I'm currently working to build a parallel wireguard tunnel to an existing openvpn tunnel.
I have public subnets on both sides, and on each side I have a dd-wrt R7000 with a working OpenVPN tunnel endpoint on it, and a OpenWRT endpoint with the wireguard software installed on it and a tunnel defined pointing at the other OpenWRT box.
I haven't figured out the configuration yet on routing the private subnets that are behind the devices through Wireguard. Unfortunately, all the config examples out there seem to be remote single endpoint connecting to private subnet.
It did take several years of tweaking OpenVPN on the dd-wrt systems to get it rock-solid and figure out all the quirks, though.
It is a bit off topic so consider starting a new thread about this.
If you can show a network diagram it might help in exactly understanding what you want.
I also have some Broadcom routers running DDWRT with OpenVPN and WireGuard, still going strong
If I can't figure it out and get it working I will. If I do figure it out and get it working eventually, I'll document and post it since there's a lack of information out there on gateway-to-gateway vpn routing using open source, even though it's pretty common in the corporate world to tie sites together.
For the most straightforward way, the instructions for a site-to-site WireGuard VPN is documented in a single and not particularly long sentence:
Put a WireGuard interface in each side's LAN firewall zone, connect them as peers with Allowed IPs set to their respective subnet and Route Allowed IPs turned on.
Which I did already but there's no evidence data is going through the tunnel.
I think I'm basically at the end of what the GUI can do I need to do further troubleshooting at the command line. I just haven't had the time. And I'm also pretty sure it is some very small configuration item. It always is.

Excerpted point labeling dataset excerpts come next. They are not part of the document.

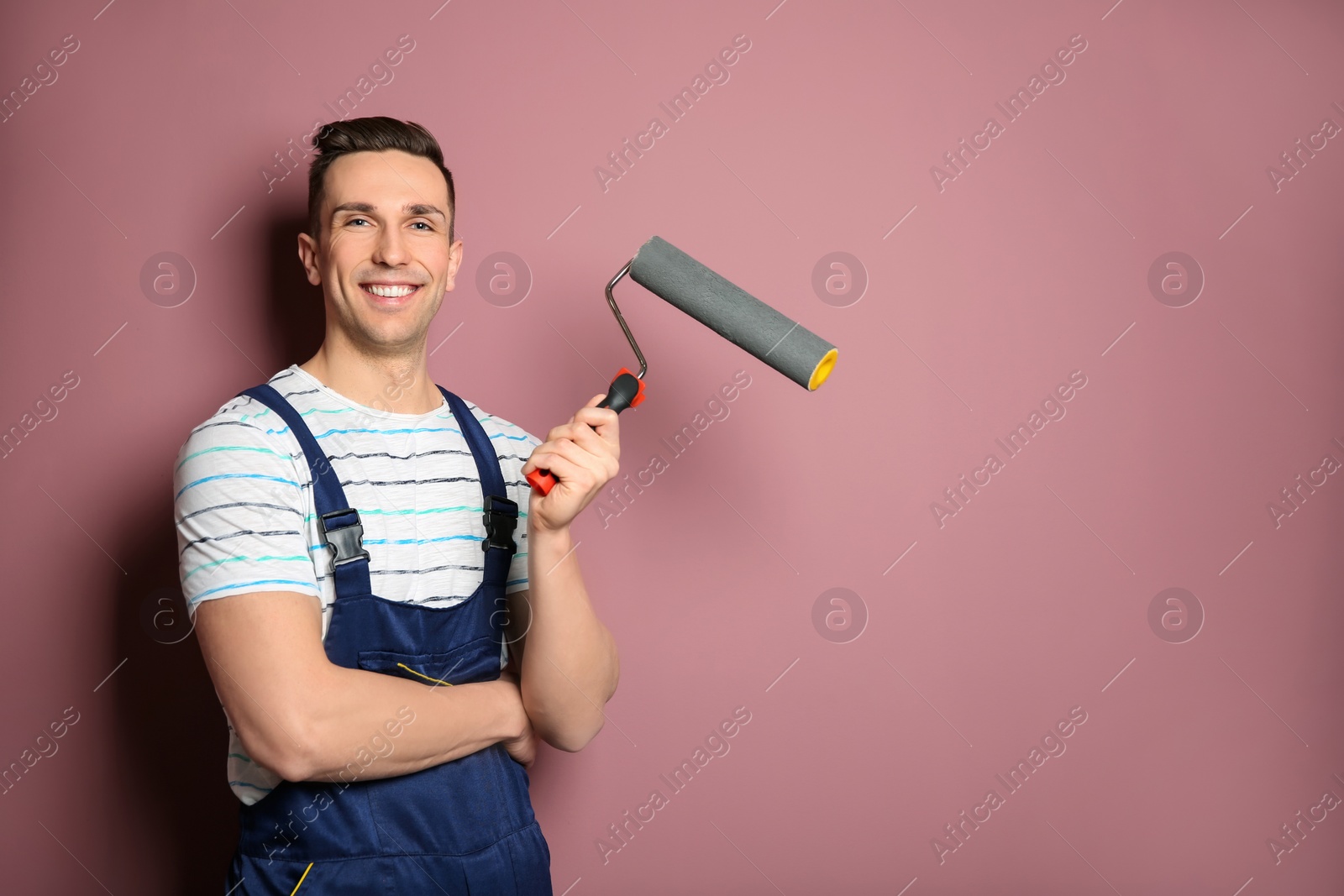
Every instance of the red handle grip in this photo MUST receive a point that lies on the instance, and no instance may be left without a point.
(627, 391)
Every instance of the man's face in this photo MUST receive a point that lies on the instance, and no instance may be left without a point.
(383, 261)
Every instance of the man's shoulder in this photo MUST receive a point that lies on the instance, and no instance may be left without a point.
(508, 437)
(242, 432)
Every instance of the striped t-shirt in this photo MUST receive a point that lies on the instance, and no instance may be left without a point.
(246, 521)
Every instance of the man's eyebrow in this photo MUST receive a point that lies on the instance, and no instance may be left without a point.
(410, 208)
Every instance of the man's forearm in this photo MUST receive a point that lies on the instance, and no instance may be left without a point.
(570, 665)
(378, 726)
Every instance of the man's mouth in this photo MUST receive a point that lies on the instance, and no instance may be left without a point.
(390, 295)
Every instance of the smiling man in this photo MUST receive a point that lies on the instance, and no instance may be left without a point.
(391, 618)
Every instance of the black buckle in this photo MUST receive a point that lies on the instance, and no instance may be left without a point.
(346, 542)
(501, 520)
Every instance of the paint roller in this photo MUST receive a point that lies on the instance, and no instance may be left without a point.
(723, 307)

There is a paragraph about site-to-site setup let us know if you need further assistance.
If you need further assistance then it helps if you share your config, in that case please connect to your OpenWRT device using ssh and copy the output of the following commands and post it here using the "Preformatted text </> " button
Remember to redact keys, passwords, MAC addresses and any public IP addresses you may have:
ubus call system board
cat /etc/config/network
cat /etc/config/firewall
ip route show
wg show
Thanks from the initial look at the PDFs I'm assuming Wireguard is still following the "client/server" model OpenVPN uses instead of a pure peer-to-peer model that IPSec uses, then? In other words one side initiates the tunnel request the other side approves the setup? I'm guessing that's due to the need to use it on links where the client side would have a dynamic IP? That's how I did the initial configure of it. I'll put some time into this this weekend.
No it is really a peer to peer connection but for simplicity and because setup and firewall can be different we often talk about client and server side.
On a site-to-site setup both sides can initiate a connection but it does not have to.
Firewall wise both sides are setup as a "server".